Hello and welcome to Wooden City, a newsletter about London.
If you haven’t come here via @caffs_not_cafes, I'm a writer called Isaac Rangaswami and this is my Substack.
Every other week I publish an article about everyday places in London with unusual staying power, like shops, buildings, restaurants and public spaces.
Wooden City is a reader-supported publication and paid subscribers get much more. This includes access to maps, full articles and an archive of material covering over 200 places so far.
Nobody actually calls food “eats” and the word “cheap” can be problematic, because it connotes low quality or worth. I also distrust the term “cheap eats” because publications and content creators sometimes use it to describe food that isn’t actually inexpensive. Guides with dishes that cost £10, or even £15, can feel disingenuous to me.
Today’s piece is the third in an intermittent series about places that serve genuinely inexpensive food. I started researching this instalment with the goal of getting below the £3.50 mark, as the last one was about things you can eat for £4 or less.

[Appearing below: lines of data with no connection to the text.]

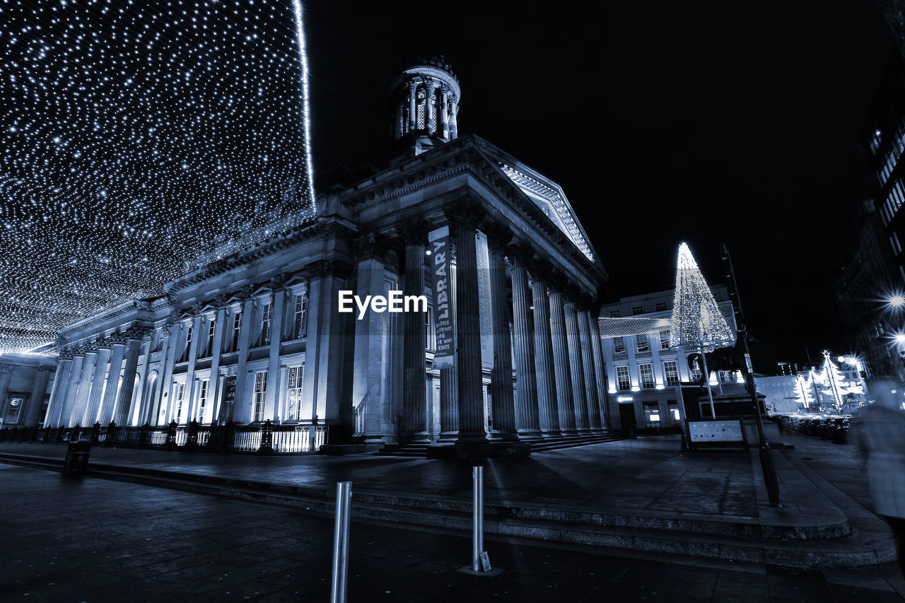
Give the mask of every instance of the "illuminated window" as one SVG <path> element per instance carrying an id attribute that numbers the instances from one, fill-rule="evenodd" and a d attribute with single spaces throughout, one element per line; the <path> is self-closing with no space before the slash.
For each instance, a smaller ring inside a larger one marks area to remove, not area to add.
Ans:
<path id="1" fill-rule="evenodd" d="M 201 380 L 201 387 L 198 388 L 198 422 L 204 423 L 207 411 L 207 391 L 210 386 L 208 379 Z"/>
<path id="2" fill-rule="evenodd" d="M 299 421 L 301 418 L 301 378 L 304 371 L 304 365 L 289 369 L 286 394 L 286 419 L 289 421 Z"/>
<path id="3" fill-rule="evenodd" d="M 616 385 L 622 391 L 632 388 L 632 381 L 628 378 L 628 367 L 616 367 Z"/>
<path id="4" fill-rule="evenodd" d="M 295 321 L 292 322 L 292 335 L 297 340 L 306 336 L 305 314 L 308 311 L 308 295 L 302 293 L 295 296 Z"/>
<path id="5" fill-rule="evenodd" d="M 237 311 L 233 319 L 233 343 L 230 349 L 236 351 L 239 349 L 239 333 L 242 331 L 242 311 Z"/>
<path id="6" fill-rule="evenodd" d="M 621 337 L 613 338 L 613 353 L 614 354 L 624 354 L 625 353 L 625 341 Z"/>
<path id="7" fill-rule="evenodd" d="M 266 304 L 261 311 L 261 345 L 269 346 L 271 344 L 272 306 Z"/>
<path id="8" fill-rule="evenodd" d="M 641 373 L 641 387 L 653 387 L 653 367 L 650 364 L 639 364 L 638 372 Z"/>
<path id="9" fill-rule="evenodd" d="M 663 362 L 663 375 L 666 376 L 666 385 L 674 387 L 679 385 L 679 368 L 675 360 Z"/>
<path id="10" fill-rule="evenodd" d="M 252 422 L 264 420 L 264 397 L 267 395 L 267 371 L 259 370 L 254 374 L 254 397 L 252 400 Z"/>
<path id="11" fill-rule="evenodd" d="M 647 345 L 647 335 L 635 335 L 634 341 L 639 352 L 648 351 L 650 349 Z"/>
<path id="12" fill-rule="evenodd" d="M 176 413 L 173 416 L 173 420 L 176 423 L 182 423 L 182 403 L 186 397 L 186 384 L 176 383 L 173 394 L 173 397 L 176 398 Z"/>

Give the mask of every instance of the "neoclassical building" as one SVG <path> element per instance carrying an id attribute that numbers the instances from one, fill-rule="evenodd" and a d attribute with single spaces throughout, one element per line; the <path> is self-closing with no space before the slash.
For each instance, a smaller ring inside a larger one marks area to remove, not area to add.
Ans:
<path id="1" fill-rule="evenodd" d="M 562 188 L 458 136 L 441 57 L 409 64 L 391 94 L 398 156 L 320 190 L 315 220 L 60 331 L 43 425 L 319 425 L 334 446 L 471 455 L 605 429 L 608 275 Z M 442 226 L 455 364 L 436 368 L 428 233 Z M 431 311 L 359 318 L 338 311 L 340 291 L 424 295 Z"/>

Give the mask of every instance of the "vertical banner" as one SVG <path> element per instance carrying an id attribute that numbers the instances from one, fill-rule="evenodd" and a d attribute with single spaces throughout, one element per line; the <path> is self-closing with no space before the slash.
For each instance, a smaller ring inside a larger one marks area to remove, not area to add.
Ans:
<path id="1" fill-rule="evenodd" d="M 493 316 L 491 306 L 491 256 L 487 235 L 480 230 L 474 234 L 478 260 L 478 308 L 481 311 L 481 368 L 493 368 Z"/>
<path id="2" fill-rule="evenodd" d="M 427 234 L 431 273 L 433 274 L 433 330 L 436 333 L 435 368 L 455 366 L 455 321 L 452 320 L 452 281 L 450 270 L 450 227 Z"/>

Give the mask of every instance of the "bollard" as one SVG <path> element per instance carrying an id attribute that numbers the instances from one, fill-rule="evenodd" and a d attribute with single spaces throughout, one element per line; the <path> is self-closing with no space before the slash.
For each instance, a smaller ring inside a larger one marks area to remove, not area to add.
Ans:
<path id="1" fill-rule="evenodd" d="M 484 552 L 484 468 L 472 467 L 472 571 L 490 571 L 491 562 Z M 483 559 L 481 559 L 483 557 Z M 482 567 L 483 566 L 483 567 Z"/>
<path id="2" fill-rule="evenodd" d="M 333 528 L 333 579 L 330 603 L 346 603 L 346 577 L 348 573 L 348 507 L 352 501 L 352 483 L 337 482 L 337 515 Z"/>

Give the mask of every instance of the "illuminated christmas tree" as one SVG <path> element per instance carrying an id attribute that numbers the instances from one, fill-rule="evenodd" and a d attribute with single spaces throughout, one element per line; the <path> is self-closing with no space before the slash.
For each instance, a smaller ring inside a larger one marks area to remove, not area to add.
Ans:
<path id="1" fill-rule="evenodd" d="M 710 287 L 698 268 L 691 251 L 682 243 L 679 245 L 678 268 L 676 270 L 676 291 L 672 301 L 672 320 L 670 326 L 670 348 L 681 348 L 703 354 L 719 348 L 728 348 L 735 344 L 735 333 L 726 322 L 726 318 L 717 306 Z M 703 359 L 704 373 L 707 359 Z M 707 383 L 707 395 L 710 400 L 710 412 L 716 416 L 713 407 L 713 394 L 710 380 Z"/>

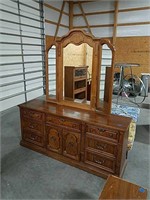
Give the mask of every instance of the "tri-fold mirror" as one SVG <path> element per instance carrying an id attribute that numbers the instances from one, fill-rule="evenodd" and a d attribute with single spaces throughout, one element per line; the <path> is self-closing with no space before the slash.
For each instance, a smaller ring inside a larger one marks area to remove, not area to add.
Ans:
<path id="1" fill-rule="evenodd" d="M 73 29 L 47 48 L 46 99 L 110 113 L 115 49 L 109 40 Z"/>

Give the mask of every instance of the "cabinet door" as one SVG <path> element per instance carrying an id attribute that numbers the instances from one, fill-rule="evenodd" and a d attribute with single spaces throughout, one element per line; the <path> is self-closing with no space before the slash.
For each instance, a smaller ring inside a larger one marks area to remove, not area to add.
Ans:
<path id="1" fill-rule="evenodd" d="M 62 129 L 54 126 L 46 126 L 47 149 L 62 153 Z"/>
<path id="2" fill-rule="evenodd" d="M 80 160 L 80 134 L 63 130 L 63 155 Z"/>

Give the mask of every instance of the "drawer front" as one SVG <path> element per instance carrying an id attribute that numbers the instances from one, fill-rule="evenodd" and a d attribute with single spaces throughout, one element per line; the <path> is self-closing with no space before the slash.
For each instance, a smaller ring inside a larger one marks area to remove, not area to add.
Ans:
<path id="1" fill-rule="evenodd" d="M 39 134 L 43 134 L 44 133 L 43 125 L 41 123 L 39 123 L 39 122 L 34 121 L 34 120 L 23 118 L 22 126 L 23 126 L 24 129 L 31 130 L 31 131 L 36 131 Z"/>
<path id="2" fill-rule="evenodd" d="M 46 126 L 47 149 L 62 153 L 62 129 L 54 126 Z"/>
<path id="3" fill-rule="evenodd" d="M 38 146 L 44 146 L 43 136 L 36 134 L 35 132 L 23 130 L 23 139 Z"/>
<path id="4" fill-rule="evenodd" d="M 31 118 L 31 119 L 35 119 L 35 120 L 39 120 L 39 121 L 43 121 L 43 119 L 44 119 L 43 113 L 33 111 L 33 110 L 22 109 L 21 114 L 23 117 L 27 117 L 27 118 Z"/>
<path id="5" fill-rule="evenodd" d="M 107 137 L 114 141 L 118 141 L 118 138 L 119 138 L 119 132 L 117 131 L 115 132 L 110 129 L 106 129 L 106 128 L 102 128 L 98 126 L 86 125 L 86 132 L 96 134 L 101 137 Z"/>
<path id="6" fill-rule="evenodd" d="M 105 142 L 103 140 L 93 139 L 86 136 L 86 149 L 106 152 L 108 156 L 116 157 L 117 145 Z"/>
<path id="7" fill-rule="evenodd" d="M 107 157 L 103 157 L 98 154 L 94 154 L 86 151 L 85 153 L 85 163 L 93 165 L 95 167 L 104 169 L 111 173 L 115 172 L 115 159 L 110 159 Z"/>
<path id="8" fill-rule="evenodd" d="M 81 130 L 81 124 L 73 120 L 65 119 L 63 117 L 56 117 L 52 115 L 46 115 L 46 122 L 53 123 L 58 126 L 69 127 L 76 130 Z"/>
<path id="9" fill-rule="evenodd" d="M 80 134 L 63 130 L 63 155 L 80 160 Z"/>

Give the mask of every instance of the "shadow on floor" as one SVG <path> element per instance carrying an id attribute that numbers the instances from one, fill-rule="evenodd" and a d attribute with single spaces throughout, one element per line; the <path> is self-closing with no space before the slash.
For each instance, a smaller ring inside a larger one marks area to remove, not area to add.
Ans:
<path id="1" fill-rule="evenodd" d="M 136 126 L 136 134 L 135 134 L 135 141 L 149 144 L 150 141 L 150 125 L 137 125 Z"/>

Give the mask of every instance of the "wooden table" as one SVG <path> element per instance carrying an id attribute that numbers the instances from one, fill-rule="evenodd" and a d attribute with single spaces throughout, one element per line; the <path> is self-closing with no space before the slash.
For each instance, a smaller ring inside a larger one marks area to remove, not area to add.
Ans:
<path id="1" fill-rule="evenodd" d="M 147 189 L 110 175 L 100 194 L 102 199 L 147 199 Z"/>

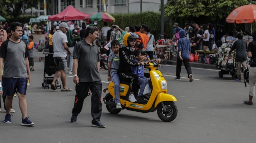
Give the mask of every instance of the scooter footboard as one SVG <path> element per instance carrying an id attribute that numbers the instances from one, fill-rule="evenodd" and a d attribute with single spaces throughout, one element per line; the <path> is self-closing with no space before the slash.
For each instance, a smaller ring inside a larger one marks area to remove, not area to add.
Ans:
<path id="1" fill-rule="evenodd" d="M 165 93 L 163 92 L 157 94 L 155 102 L 155 108 L 156 108 L 159 103 L 163 101 L 176 101 L 176 98 L 171 94 Z"/>

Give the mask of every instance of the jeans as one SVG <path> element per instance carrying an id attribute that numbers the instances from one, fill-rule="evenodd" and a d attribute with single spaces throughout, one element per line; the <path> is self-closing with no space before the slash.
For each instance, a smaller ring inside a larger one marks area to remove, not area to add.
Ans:
<path id="1" fill-rule="evenodd" d="M 176 66 L 176 76 L 177 78 L 181 78 L 181 66 L 182 65 L 182 62 L 184 64 L 185 66 L 185 68 L 187 70 L 188 73 L 188 78 L 189 78 L 189 75 L 192 74 L 192 71 L 191 71 L 191 67 L 189 64 L 189 59 L 183 59 L 182 60 L 179 58 L 177 58 L 177 65 Z"/>
<path id="2" fill-rule="evenodd" d="M 255 95 L 256 83 L 256 67 L 250 67 L 249 71 L 249 95 Z"/>
<path id="3" fill-rule="evenodd" d="M 200 41 L 199 43 L 197 45 L 198 50 L 202 50 L 202 40 Z"/>
<path id="4" fill-rule="evenodd" d="M 72 71 L 72 68 L 73 67 L 73 63 L 74 62 L 74 59 L 73 59 L 73 51 L 74 50 L 74 47 L 69 47 L 68 48 L 68 49 L 69 49 L 69 50 L 70 50 L 71 54 L 67 55 L 67 66 L 69 68 L 68 71 Z"/>
<path id="5" fill-rule="evenodd" d="M 72 114 L 75 116 L 77 116 L 80 113 L 82 109 L 83 101 L 85 98 L 87 97 L 89 89 L 91 92 L 91 117 L 93 118 L 91 121 L 91 123 L 93 123 L 100 121 L 101 116 L 102 110 L 102 104 L 101 103 L 102 84 L 101 81 L 91 82 L 80 82 L 79 85 L 75 85 L 75 98 L 74 107 L 72 109 Z"/>
<path id="6" fill-rule="evenodd" d="M 143 96 L 143 93 L 144 92 L 144 89 L 145 87 L 147 84 L 147 81 L 149 79 L 145 76 L 143 76 L 143 78 L 139 77 L 139 79 L 138 81 L 137 85 L 140 85 L 140 89 L 139 90 L 139 93 L 138 94 L 138 96 Z"/>
<path id="7" fill-rule="evenodd" d="M 111 79 L 112 81 L 114 82 L 114 92 L 115 93 L 115 97 L 116 101 L 116 104 L 120 103 L 120 97 L 119 94 L 119 89 L 120 87 L 120 80 L 119 79 L 119 77 L 118 75 L 117 74 L 117 72 L 113 72 L 110 74 Z"/>
<path id="8" fill-rule="evenodd" d="M 154 59 L 154 51 L 147 51 L 146 54 L 149 57 L 149 58 L 150 59 Z"/>

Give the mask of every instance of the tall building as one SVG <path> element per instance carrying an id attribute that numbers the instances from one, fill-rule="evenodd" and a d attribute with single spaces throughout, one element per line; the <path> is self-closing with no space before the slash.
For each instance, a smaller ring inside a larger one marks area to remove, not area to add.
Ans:
<path id="1" fill-rule="evenodd" d="M 54 0 L 54 14 L 58 14 L 72 5 L 79 10 L 91 14 L 95 12 L 104 12 L 103 0 Z M 139 12 L 140 11 L 159 11 L 161 0 L 105 0 L 107 12 L 108 13 L 120 13 Z M 167 0 L 164 0 L 165 4 Z M 38 4 L 39 9 L 34 8 L 27 9 L 25 15 L 39 16 L 44 15 L 44 4 Z M 47 11 L 50 11 L 48 10 Z M 50 15 L 47 13 L 46 15 Z"/>

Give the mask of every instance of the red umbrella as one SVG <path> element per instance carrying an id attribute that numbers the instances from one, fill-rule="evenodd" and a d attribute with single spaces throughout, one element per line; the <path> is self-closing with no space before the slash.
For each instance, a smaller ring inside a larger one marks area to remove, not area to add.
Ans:
<path id="1" fill-rule="evenodd" d="M 68 6 L 61 13 L 49 17 L 49 21 L 69 21 L 82 20 L 88 14 L 81 12 L 72 6 Z"/>

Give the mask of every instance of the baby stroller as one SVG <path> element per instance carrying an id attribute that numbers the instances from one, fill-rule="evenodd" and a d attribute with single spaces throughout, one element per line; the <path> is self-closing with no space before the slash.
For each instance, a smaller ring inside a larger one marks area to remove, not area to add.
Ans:
<path id="1" fill-rule="evenodd" d="M 46 87 L 50 88 L 49 84 L 51 84 L 54 77 L 46 77 L 46 74 L 49 76 L 55 74 L 56 66 L 54 62 L 53 53 L 49 53 L 49 50 L 44 49 L 43 53 L 45 55 L 45 68 L 44 69 L 44 83 L 42 83 L 42 86 L 46 89 Z M 55 83 L 56 88 L 59 87 L 61 88 L 61 85 L 59 84 L 59 79 L 57 79 Z"/>

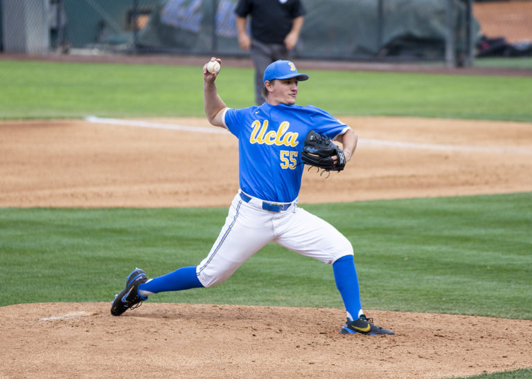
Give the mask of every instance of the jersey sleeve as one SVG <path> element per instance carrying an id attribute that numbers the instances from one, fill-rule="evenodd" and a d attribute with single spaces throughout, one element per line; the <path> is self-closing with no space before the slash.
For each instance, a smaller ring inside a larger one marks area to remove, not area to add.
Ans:
<path id="1" fill-rule="evenodd" d="M 305 9 L 305 6 L 301 0 L 297 0 L 294 4 L 294 7 L 292 9 L 292 17 L 295 19 L 299 16 L 304 16 L 307 11 Z"/>
<path id="2" fill-rule="evenodd" d="M 235 8 L 235 14 L 239 17 L 246 17 L 251 12 L 251 1 L 249 0 L 239 0 Z"/>
<path id="3" fill-rule="evenodd" d="M 348 125 L 332 117 L 325 111 L 312 105 L 308 107 L 314 110 L 312 115 L 310 116 L 310 120 L 314 126 L 314 130 L 317 133 L 327 136 L 333 140 L 351 129 Z"/>

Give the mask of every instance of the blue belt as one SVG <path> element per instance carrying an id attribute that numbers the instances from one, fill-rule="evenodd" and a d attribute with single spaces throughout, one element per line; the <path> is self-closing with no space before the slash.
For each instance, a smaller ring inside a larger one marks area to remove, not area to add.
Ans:
<path id="1" fill-rule="evenodd" d="M 249 203 L 251 200 L 251 198 L 244 192 L 240 192 L 240 198 L 246 203 Z M 263 209 L 270 212 L 282 212 L 290 208 L 290 205 L 292 204 L 292 203 L 289 204 L 272 204 L 272 203 L 267 203 L 265 201 L 262 201 L 262 203 Z"/>

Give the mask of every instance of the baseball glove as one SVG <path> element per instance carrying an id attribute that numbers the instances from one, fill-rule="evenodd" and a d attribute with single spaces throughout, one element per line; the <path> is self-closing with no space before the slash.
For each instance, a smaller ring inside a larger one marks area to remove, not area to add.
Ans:
<path id="1" fill-rule="evenodd" d="M 335 157 L 337 158 L 335 162 Z M 305 138 L 301 160 L 325 171 L 342 171 L 346 166 L 344 151 L 327 136 L 311 130 Z"/>

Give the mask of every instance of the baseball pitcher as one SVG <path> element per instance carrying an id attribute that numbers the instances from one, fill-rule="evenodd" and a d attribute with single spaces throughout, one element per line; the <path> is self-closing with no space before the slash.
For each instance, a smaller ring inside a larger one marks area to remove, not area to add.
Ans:
<path id="1" fill-rule="evenodd" d="M 214 57 L 211 62 L 222 63 Z M 134 270 L 115 297 L 111 313 L 120 315 L 159 292 L 219 284 L 273 241 L 332 265 L 347 313 L 342 333 L 394 334 L 373 324 L 362 311 L 349 241 L 330 223 L 297 206 L 305 164 L 326 171 L 343 169 L 356 148 L 356 134 L 327 112 L 295 104 L 299 83 L 309 76 L 299 73 L 292 62 L 278 60 L 268 66 L 263 80 L 265 102 L 240 109 L 227 107 L 218 95 L 215 80 L 220 72 L 218 64 L 204 66 L 204 107 L 211 124 L 238 138 L 240 190 L 225 225 L 197 266 L 150 279 L 143 270 Z"/>

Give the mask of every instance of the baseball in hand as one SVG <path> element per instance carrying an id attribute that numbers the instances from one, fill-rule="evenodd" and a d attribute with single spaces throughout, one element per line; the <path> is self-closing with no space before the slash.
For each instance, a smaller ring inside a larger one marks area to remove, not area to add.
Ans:
<path id="1" fill-rule="evenodd" d="M 207 71 L 211 73 L 220 72 L 220 64 L 216 61 L 211 61 L 207 64 Z"/>

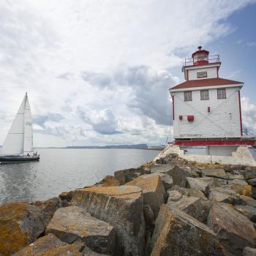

But I realised I was getting hungry after everything I ate, so I figured it would be more useful to go a little higher instead. Still, I chose the restaurants below because they either serve or used to serve dishes for £3. So you can technically eat for £3 at three of them, but you’d likely need at least two small dishes to satisfy your mealtime hunger, or a bigger one that costs a little more.
Now that I’ve done a few of these, I’d say about £6 is currently the sweet spot to get something more substantial at a really inexpensive place in London. I think I’m going to write other lists about spots that serve filling food for around this price point, because I like working with constraints.
The same goes for the length of each of these entries, which is inspired by Instagram’s maximum caption length, a format I’ve spent years writing within and have grown strangely fond of. Most of all, I want to use this ongoing series as an excuse to visit parts of the city I haven’t been to enough. As always, these vignettes focus on what these places are like just as much as the food that they serve.
Far East
Get to Gerrard Street for 9am and you’ll find Chinatown wiping the sleep from its eyes, as delivery vans replenish its shops, bakeries and restaurants. Aside from the rooms where you can gamble, Far East is the only place open at this time, so it’s become Chinatown’s breakfast spot by default.
This diminutive restaurant has a dozen small tables and a vaulted wooden ceiling, which reminds me of the one at Vijay’s in Kilburn and of the hammerbeam roof of Westminster Hall. The business has existed since 1962, and I like to think that roof could be a remnant of its oldness.
The first time I went, younger men in designer clothes with bleached hair and middle-aged men in man bags and shiny puffer jackets were eating soups, noodles and types of dim sum. There was one other solo diner aside from me, who had a tea egg and a bowl of congee, and was receiving round after round of wicker-basketed dumplings.